EDI Invoicing Risk 2204



  • Our A/P department is wanting to implement EDI invoicing for FedEx and FedEx freight charges. There would be no approval for the charges prior to payment. The approval would come in the form of management’s monthly variance analysis and ad hoc reporting requests. Internal Audit/SOX understands the benefits of EDI; however, I am looking for guidance in regards to best practices specifically addressing the risk of possible lack of visibility into the detailed charges?



  • Hi and welcome to the forums 🙂
    As SOX centers around controlling major material and IT risks for financial systems, I feel the approach as shared is feasible and could fit into a SOX framework. SOX controls are based on management oversight with external audit playing a role in ensuring key guidelines are met.
    With that said, folks don’t have to implement rigorous and buearucratic approval systems. (esp. in our era of electronic transactions and where we need to gain efficiency and productivity everywhere possible). Post-review controls can work as long as they are well thought out and provide good techniques to identify errors or potential fraud.
    Some suggestions include:

    1. Examine the new EDI approach from both a workflow and technical perspective. Ensure that no one can reasonably create start-to-finish transactions unchecked (e.g., eliminate all possibilities of fraud).
    2. For any e-commerce application, ensure sound IT security is present everywhere, (as you want secure transactions, confidentiality in reporting information, and protection of customer information).
    3. Setup a review process to look for extraordinary or questionable transactions on an ‘after the fact’ basis. Maybe some exception reports could be created for all large money transactions and reviewed periodically to ensure no errorenous or potentially fraudulent charges take place.
    4. As external SOX auditors most likely have experience with EDI based systems, you can share any concerns or ideas there as well.
      While I’m more of an IT person than SOX expert, some of our more knowledgable members may offer comments (and where I may be incorrect, please defer to their opinions)
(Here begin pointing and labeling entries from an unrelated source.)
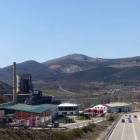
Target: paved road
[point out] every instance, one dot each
(127, 131)
(83, 123)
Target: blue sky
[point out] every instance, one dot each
(42, 30)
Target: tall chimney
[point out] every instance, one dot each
(14, 82)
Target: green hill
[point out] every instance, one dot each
(92, 74)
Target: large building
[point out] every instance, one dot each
(68, 109)
(110, 108)
(118, 107)
(26, 111)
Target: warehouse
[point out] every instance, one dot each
(68, 109)
(25, 111)
(118, 107)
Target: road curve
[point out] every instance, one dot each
(127, 131)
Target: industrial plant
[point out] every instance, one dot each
(23, 91)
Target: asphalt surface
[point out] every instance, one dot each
(83, 123)
(126, 130)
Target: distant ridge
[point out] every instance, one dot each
(79, 57)
(74, 67)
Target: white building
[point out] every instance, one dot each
(68, 109)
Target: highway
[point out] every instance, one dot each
(83, 123)
(126, 130)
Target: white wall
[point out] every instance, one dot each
(54, 112)
(68, 112)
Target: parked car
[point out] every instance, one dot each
(50, 125)
(123, 120)
(18, 127)
(56, 124)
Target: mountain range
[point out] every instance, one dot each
(78, 68)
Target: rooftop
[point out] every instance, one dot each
(28, 108)
(67, 104)
(117, 104)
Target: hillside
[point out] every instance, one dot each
(129, 76)
(78, 57)
(72, 67)
(92, 74)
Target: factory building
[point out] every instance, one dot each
(68, 109)
(25, 111)
(110, 108)
(118, 107)
(23, 91)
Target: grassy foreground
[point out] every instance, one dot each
(89, 132)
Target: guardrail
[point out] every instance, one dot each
(111, 129)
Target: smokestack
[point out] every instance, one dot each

  • Our A/P department is wanting to implement EDI invoicing for FedEx and FedEx freight charges. There would be no approval for the charges prior to payment. The approval would come in the form of management’s monthly variance analysis and ad hoc reporting requests. Internal Audit/SOX understands the benefits of EDI; however, I am looking for guidance in regards to best practices specifically addressing the risk of possible lack of visibility into the detailed charges?
    What do you mean by no approval?
    If you mean no seperate approval for the payment then that is probably OK, however, I would expect to see some form of authorisation over a) orders and b) receipt of services. If a and b match with the ultimate charge then this seems OK otherwise you run the risk of payments going through that won’t be properly checked as you are going to be talking about a large number of low value transactions.